Genetic overlap between polycystic ovary syndrome and bipolar disorder: The endophenotype hypothesis

Summary

Polycystic Ovary Syndrome (PCOS) is a polygenic disorder caused by the interaction of susceptible genomic polymorphisms with environmental factors. PCOS, characterized by hyperandrogenism and menstrual abnormalities, has a higher prevalence in women with Bipolar Disorder (BD). Theories explaining this high prevalence have included the effect of PCOS itself or the effect of drugs such as Valproate, which may cause PCOS either directly or indirectly. Incidentally, metabolic abnormalities are observed in both bipolar and PCOS patients. Endophenotypes such as insulin resistance, obesity, and hyperglycemia are common among BD and PCOS patients, suggesting some degree of pathophysiological overlap. Since both BD and PCOS are complex polygenetic diseases, the endophenotype overlap may be the result of common genetic markers. This paper postulates that shared clinical endophenotypes between PCOS and BD indicate common pathophysiological platforms and will review these for the potential of genetic overlap between the two disorders.

Introduction

Polycystic Ovary Syndrome (PCOS) is a serious endocrine disorder and a leading cause of female infertility. PCOS affects approximately 4–11% of reproductive-aged women and is associated with ovulatory and menstrual abnormalities, hyperandrogenism, and insulin resistance [1]. Several authors have suggested that PCOS is caused by a combination of genetic, neuroendocrine, and metabolic factors.

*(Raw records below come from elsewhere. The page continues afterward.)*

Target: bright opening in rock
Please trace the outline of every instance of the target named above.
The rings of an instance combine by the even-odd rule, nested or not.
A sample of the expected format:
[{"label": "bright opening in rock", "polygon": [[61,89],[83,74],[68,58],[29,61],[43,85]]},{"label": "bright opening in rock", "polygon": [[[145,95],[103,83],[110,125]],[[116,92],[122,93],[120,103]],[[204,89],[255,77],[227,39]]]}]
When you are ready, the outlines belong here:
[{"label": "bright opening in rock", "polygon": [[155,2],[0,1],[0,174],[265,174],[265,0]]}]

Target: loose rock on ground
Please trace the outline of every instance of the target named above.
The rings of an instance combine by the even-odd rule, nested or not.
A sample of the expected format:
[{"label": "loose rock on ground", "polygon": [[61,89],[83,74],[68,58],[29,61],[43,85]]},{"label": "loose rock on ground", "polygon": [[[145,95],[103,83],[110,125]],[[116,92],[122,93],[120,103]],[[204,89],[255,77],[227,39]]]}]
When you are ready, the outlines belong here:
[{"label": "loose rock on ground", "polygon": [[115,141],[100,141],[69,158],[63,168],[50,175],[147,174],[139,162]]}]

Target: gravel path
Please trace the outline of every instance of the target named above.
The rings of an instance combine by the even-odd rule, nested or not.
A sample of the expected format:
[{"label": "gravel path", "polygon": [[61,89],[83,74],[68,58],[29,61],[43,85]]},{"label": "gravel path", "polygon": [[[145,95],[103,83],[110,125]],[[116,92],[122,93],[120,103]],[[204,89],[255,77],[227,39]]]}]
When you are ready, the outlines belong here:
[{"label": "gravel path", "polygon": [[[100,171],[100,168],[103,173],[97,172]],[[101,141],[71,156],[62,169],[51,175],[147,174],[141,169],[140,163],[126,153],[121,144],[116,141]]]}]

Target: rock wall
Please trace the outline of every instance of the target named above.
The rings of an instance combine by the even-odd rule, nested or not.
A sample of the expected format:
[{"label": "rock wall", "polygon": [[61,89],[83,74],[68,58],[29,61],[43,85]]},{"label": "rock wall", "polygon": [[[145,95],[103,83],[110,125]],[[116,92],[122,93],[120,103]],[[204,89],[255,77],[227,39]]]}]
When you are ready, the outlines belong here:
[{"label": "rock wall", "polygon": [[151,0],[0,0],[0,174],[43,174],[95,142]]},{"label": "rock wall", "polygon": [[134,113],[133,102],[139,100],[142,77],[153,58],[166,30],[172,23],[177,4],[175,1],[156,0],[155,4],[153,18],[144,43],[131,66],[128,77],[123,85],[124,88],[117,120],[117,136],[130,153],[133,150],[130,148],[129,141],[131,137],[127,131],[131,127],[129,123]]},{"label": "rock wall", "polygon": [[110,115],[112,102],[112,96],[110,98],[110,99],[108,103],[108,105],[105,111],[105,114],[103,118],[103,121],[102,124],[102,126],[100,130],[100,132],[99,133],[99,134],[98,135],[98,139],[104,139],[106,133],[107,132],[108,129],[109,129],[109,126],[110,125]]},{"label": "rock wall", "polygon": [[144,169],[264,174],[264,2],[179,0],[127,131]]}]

A connection between PCOS and Bipolar Disorder (BD) was suggested by Matsunaga and Sarai and further clarified by one of us (Rasgon) [2], [3]. In these studies, the authors suggested that a relationship might exist between abnormal menstrual cycles and bipolar symptoms, resulting in a higher prevalence of PCOS in women with bipolar disorder. Theories have been formulated to explain the high prevalence of PCOS in these populations, which include the effects of anti-bipolar agents, such as valproic acid, a commonly prescribed mood stabilizer. This connection was first presented in a paper by Isojarvi et al. [4], which found ultrasound evidence of polycystic ovaries in 43% of epileptic outpatients taking Valproate [4]. Along with a later publication by Isojarvi et al. in 1998, the conclusion was that PCOS may be positively associated with Valproate use [5]. Similarly, a study by O’Donovan et al. [6] found that 47% of female bipolar patients taking Valproate had menstrual abnormalities compared with 13% of female bipolar patients not taking Valproate [6].

Similar metabolic disorders are associated with both PCOS and BD, such as insulin resistance, obesity, hyperleptinemia, and hyper-activation of the Hypothalamus–Pituitary–Adrenal (HPA) axis. These common morbidities may represent an indirect link between PCOS and bipolar disorder. For instance, a paper by Lewy et al. supports the hypothesis that PCOS is stimulated by decreased peripheral insulin sensitivity and hyperinsulinemia while a review by Rossum et al. suggests that glucocorticoid resistance results in impaired negative feedback mechanisms, HPA hyperactivity, and overproduction of mineralcorticoids and androgens in PCOS patients [7], [8]. Likewise, insulin resistance, disturbances in HPA, and hypersecretion of cortisol have been documented in both depressive and manic phases of BD [9], [10]. The commonalities between the diseases and the predisposition for common symptoms suggest possible pathophysiological overlap. Moreover, since both disorders are genetic in origin, the endophenotype similarities seem to suggest molecular overlap on the genetic level. This paper proposes that genetic vulnerabilities common to overlapping endophenotypes of both PCOS and BD may account for the link between the two disorders and reviews the evidence herein.